Номер один ушел под утро по пахоте, скользя по глине, марая ладони, стуча зубами от холода и колдобин. Номер два подъела всю свою помаду и заснула, тихонько положив голову на руку. Третий высосал весь дым и забылся, так что возле метро на углу Марата шедший на службу в свое пятое отделение чечен-участковый свинтил его в обезьянник посредством подчиненных, прибывших на козлике и бивших третьего дубинкой по почкам. Четвертая так и не смогла разобраться с устройством квартиры, и это уберегло ее от ментовки.
Шестой же или седьмой устроил на столе зону с бараками, пищеблоком и промзоной, ссучился, а потом встал и на вышку, замерз и сделался своей искомой собакой, тявкающей на любой скрип ветра в проволоке, освещая ручным прожектором все следы на пустой запретке: следов там не было.
С кем-то там еще получилось еще что-то, а кактус остался кактусом, вид из окна не изменился, когда не брать во внимание ход неба по небосводу, умывальник остался ржавым, холод не потеплел, пол скрипит, будто по нему ходят, двое из дальней комнаты заснули, и пальцы их продолжают сжиматься-разжиматься, дыша во сне. Ну а тот, кому показалось, что остальные похожи на картинки, вышел из квартиры, запнулся на пороге, сел на ступеньки, едва не заплакал и вспомнил, что слово "прощай" произносится только глазами.
А бумажный кораблик на Фонтанке загорелся - оттого, что кто-то попал в него, прикурив, спичкой. И, вспыхнув, подумал, что это-то и есть счастье, оттого, что счастья ведь без чуда не бывает, а как же не чудо, когда горящая спичка падает с Аничкова моста и не сгорела по дороге?
ПИСЬМА АНГЕЛАМ
(1)
Еда всегда должна лежать в углу. Ей не надо быть много, но она в углу должна лежать. Так и спокойней, и меньше холода внутри мозга. Точно так же лучше, когда одеял - много. Конечно, это я думаю зимой, потому что летом я бы не знал, что об этом надо сказать.

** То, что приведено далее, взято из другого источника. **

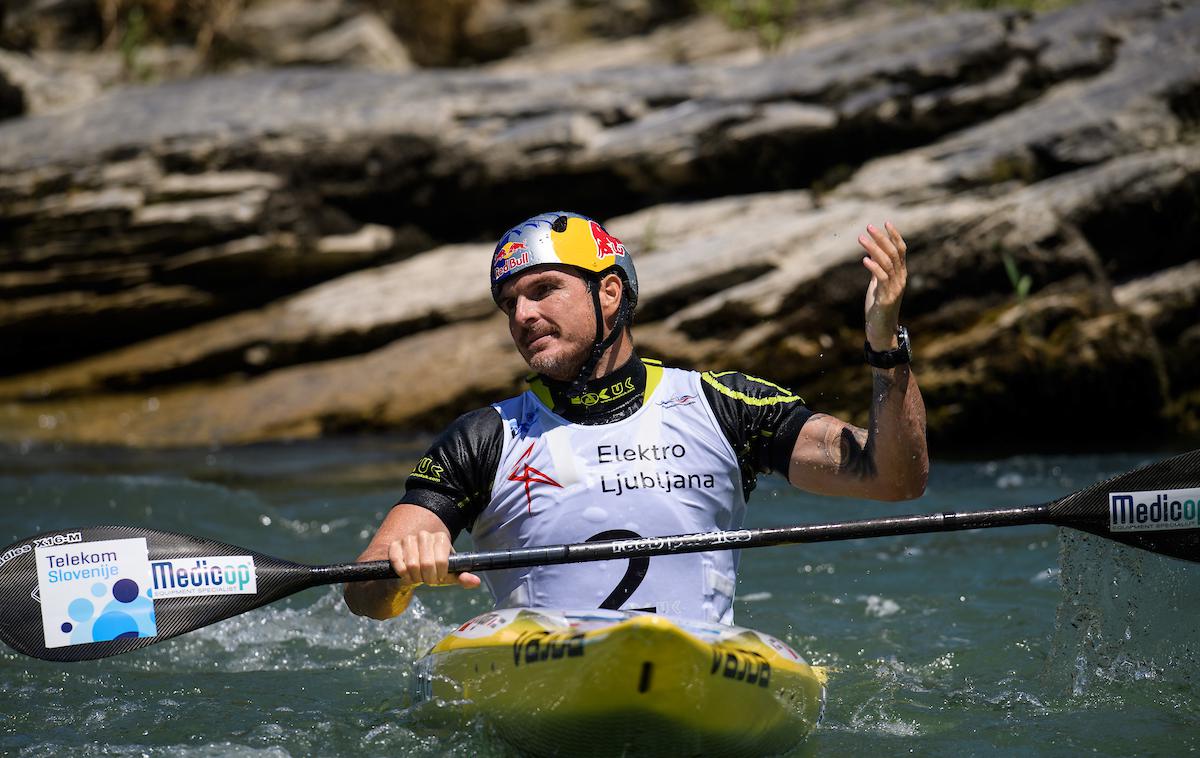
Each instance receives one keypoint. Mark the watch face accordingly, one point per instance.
(889, 359)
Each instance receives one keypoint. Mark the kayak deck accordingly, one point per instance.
(612, 683)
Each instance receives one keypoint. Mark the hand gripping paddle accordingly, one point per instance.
(83, 594)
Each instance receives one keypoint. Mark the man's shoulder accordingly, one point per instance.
(745, 387)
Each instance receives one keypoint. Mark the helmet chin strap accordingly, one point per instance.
(600, 343)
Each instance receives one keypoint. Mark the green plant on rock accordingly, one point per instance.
(132, 41)
(1020, 282)
(771, 20)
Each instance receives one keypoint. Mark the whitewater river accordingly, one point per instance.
(1023, 641)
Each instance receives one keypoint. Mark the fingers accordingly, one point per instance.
(424, 558)
(886, 252)
(897, 240)
(468, 581)
(881, 247)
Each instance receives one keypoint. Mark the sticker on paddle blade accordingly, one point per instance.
(1155, 511)
(95, 591)
(209, 575)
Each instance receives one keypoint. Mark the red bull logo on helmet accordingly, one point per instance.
(511, 256)
(606, 244)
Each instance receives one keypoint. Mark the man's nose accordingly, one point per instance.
(525, 310)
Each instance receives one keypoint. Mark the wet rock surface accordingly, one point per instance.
(303, 252)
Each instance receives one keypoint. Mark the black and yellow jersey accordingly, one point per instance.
(455, 477)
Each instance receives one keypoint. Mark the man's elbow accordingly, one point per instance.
(906, 487)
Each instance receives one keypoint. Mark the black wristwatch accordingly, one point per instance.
(891, 359)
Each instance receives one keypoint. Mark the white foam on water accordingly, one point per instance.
(215, 750)
(309, 637)
(755, 597)
(879, 607)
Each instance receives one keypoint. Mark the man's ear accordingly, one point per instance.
(611, 288)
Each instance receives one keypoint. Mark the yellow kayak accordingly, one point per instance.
(610, 683)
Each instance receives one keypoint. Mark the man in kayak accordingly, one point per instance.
(609, 445)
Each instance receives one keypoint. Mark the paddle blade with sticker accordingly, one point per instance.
(1156, 507)
(83, 594)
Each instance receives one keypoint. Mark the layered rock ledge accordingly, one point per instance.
(303, 252)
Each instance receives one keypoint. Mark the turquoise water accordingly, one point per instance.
(1026, 641)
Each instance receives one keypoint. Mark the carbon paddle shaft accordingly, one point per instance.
(615, 549)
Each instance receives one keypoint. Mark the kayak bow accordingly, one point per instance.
(606, 683)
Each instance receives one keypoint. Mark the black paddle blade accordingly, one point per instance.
(83, 594)
(1156, 507)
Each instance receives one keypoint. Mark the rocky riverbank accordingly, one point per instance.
(300, 252)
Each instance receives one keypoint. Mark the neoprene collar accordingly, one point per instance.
(609, 398)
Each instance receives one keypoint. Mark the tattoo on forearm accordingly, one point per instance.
(846, 449)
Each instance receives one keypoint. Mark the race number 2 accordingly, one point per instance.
(634, 576)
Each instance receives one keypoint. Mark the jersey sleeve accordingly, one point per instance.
(454, 479)
(760, 419)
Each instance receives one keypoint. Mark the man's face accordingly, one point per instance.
(551, 319)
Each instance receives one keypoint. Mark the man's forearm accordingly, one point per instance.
(895, 446)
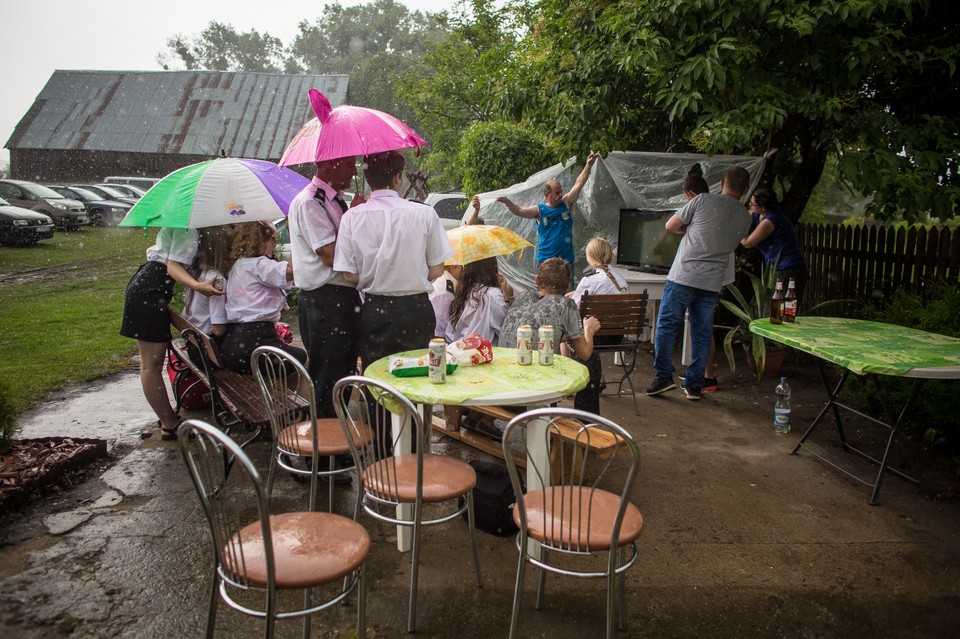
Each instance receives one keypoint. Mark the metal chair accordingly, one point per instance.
(276, 372)
(583, 522)
(390, 478)
(256, 552)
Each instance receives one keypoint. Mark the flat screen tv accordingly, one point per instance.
(643, 244)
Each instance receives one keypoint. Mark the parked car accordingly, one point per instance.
(103, 212)
(109, 193)
(139, 182)
(36, 197)
(449, 206)
(126, 189)
(22, 226)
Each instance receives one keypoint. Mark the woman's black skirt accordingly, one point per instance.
(146, 304)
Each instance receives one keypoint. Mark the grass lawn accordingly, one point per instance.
(60, 309)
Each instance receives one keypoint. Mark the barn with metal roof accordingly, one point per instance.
(85, 125)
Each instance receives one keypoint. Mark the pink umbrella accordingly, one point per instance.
(345, 131)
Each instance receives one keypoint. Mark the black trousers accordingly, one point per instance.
(330, 329)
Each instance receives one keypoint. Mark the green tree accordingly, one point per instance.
(870, 82)
(220, 48)
(486, 146)
(454, 88)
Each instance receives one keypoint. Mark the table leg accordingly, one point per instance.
(402, 446)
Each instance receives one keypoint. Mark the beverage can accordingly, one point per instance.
(437, 361)
(545, 345)
(525, 345)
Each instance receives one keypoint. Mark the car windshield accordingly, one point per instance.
(42, 191)
(112, 192)
(87, 194)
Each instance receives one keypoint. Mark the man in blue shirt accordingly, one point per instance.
(554, 218)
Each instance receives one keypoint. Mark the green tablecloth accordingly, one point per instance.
(503, 376)
(868, 347)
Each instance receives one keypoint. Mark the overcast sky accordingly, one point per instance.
(41, 36)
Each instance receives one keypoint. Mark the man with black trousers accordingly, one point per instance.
(329, 305)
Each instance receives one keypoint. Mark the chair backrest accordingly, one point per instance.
(590, 478)
(277, 373)
(362, 401)
(229, 506)
(621, 315)
(201, 341)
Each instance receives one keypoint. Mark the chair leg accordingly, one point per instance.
(471, 524)
(518, 587)
(214, 600)
(362, 603)
(415, 558)
(542, 581)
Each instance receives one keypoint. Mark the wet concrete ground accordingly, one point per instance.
(742, 539)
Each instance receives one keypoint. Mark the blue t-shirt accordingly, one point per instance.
(555, 228)
(781, 242)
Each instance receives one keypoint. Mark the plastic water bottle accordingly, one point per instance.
(781, 411)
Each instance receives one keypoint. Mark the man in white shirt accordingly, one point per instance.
(393, 249)
(329, 305)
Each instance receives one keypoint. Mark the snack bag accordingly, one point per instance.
(416, 366)
(472, 350)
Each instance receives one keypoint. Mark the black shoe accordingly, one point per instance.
(693, 394)
(660, 385)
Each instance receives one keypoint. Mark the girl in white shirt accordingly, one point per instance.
(256, 294)
(606, 280)
(479, 303)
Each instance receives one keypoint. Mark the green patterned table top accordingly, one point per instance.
(869, 347)
(500, 382)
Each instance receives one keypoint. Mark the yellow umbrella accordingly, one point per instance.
(480, 241)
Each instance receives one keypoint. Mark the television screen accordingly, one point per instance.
(643, 244)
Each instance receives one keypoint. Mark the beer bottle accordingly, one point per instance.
(776, 305)
(790, 302)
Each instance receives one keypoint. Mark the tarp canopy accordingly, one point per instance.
(623, 179)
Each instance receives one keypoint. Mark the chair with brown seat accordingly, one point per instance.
(293, 437)
(258, 554)
(622, 318)
(582, 527)
(392, 480)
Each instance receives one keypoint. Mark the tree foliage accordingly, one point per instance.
(497, 154)
(871, 81)
(454, 88)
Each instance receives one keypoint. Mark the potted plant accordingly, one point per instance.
(757, 307)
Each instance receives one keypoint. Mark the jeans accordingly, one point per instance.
(700, 304)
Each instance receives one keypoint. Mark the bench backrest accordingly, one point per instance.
(621, 315)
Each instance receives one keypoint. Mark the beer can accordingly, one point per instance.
(545, 345)
(525, 345)
(437, 361)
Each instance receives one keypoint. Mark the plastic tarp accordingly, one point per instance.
(623, 179)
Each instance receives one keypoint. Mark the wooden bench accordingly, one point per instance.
(235, 399)
(622, 318)
(602, 444)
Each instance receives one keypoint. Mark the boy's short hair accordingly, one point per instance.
(380, 168)
(553, 275)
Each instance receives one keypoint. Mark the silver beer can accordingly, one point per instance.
(545, 345)
(437, 361)
(525, 345)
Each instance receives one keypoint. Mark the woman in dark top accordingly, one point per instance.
(774, 236)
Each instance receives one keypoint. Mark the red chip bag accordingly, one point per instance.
(472, 350)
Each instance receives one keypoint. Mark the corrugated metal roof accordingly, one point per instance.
(250, 115)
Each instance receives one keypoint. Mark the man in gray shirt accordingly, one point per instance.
(712, 227)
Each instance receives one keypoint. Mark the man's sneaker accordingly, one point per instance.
(661, 385)
(693, 394)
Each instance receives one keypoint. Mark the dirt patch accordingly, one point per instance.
(32, 467)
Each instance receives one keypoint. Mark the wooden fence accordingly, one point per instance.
(870, 263)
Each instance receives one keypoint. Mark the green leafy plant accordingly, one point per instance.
(758, 307)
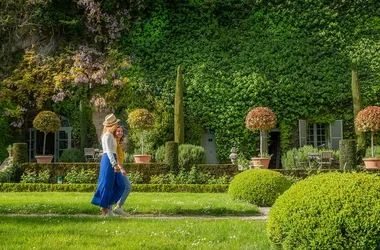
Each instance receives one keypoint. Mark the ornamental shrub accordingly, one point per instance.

Странно, всю жизнь меня пугало, что не окажется сигарет: ну, когда-то магазины закрывались рано, и не спрашивать же на углу у всех подряд. С тех пор прошло время, по ночам лавочки работают, а страх остался.
Что до еды. Кроме того, что она должна стоять в углу, она должна быть именно что едой. Когда все разнообразие веществ, могущих быть усвоенными, сползается в слово "еда" - только тогда наступает правда.
Впрочем, мне повезло в жизни и любая философия мне нипочем: мне-то удалось свести всю жратву в простое слово и это - полулитровые банки, закатанные сверху слегка сальной жестяной крышкой. На банке надпись: "Каша перловая с мясом". Стоит дешево. Еда.
Конечно, это не минимум жизни, но это ее минимум там, где не страдаешь от голода, подбирая недоеденные кончики хлеба по столовым. Впрочем, сам факт подобного внимания к этим мелочам свидетельствует мою искренность.
Голод, это когда время исчисляется едой или же все время уходит на поиски корочек. Желтый цвет утоляет голод уже собой; когда начинается весна, чувствуешь, что сыт, не голоден, наелся. Пропажа холода кажется тебе личной любовью к тебе Бога: выпивка во всем этом не участвует - в силу ея всепогодности, как военная авиация.
Я живу там, где кроме меня живет одна крыса. Я оставлял ей куски булки, смоченные, обмазанные едой: она их поедает, и - надеюсь, из благодарности шуршит не так громко, как бы могла. Что до холода, то его нельзя понять прямо. Только искоса: по цвету дыма, по тяжести воздуха, по железу в крови. Проще всего - целовать дверную ручку. Не отпустит - тогда да, холод. Латунь.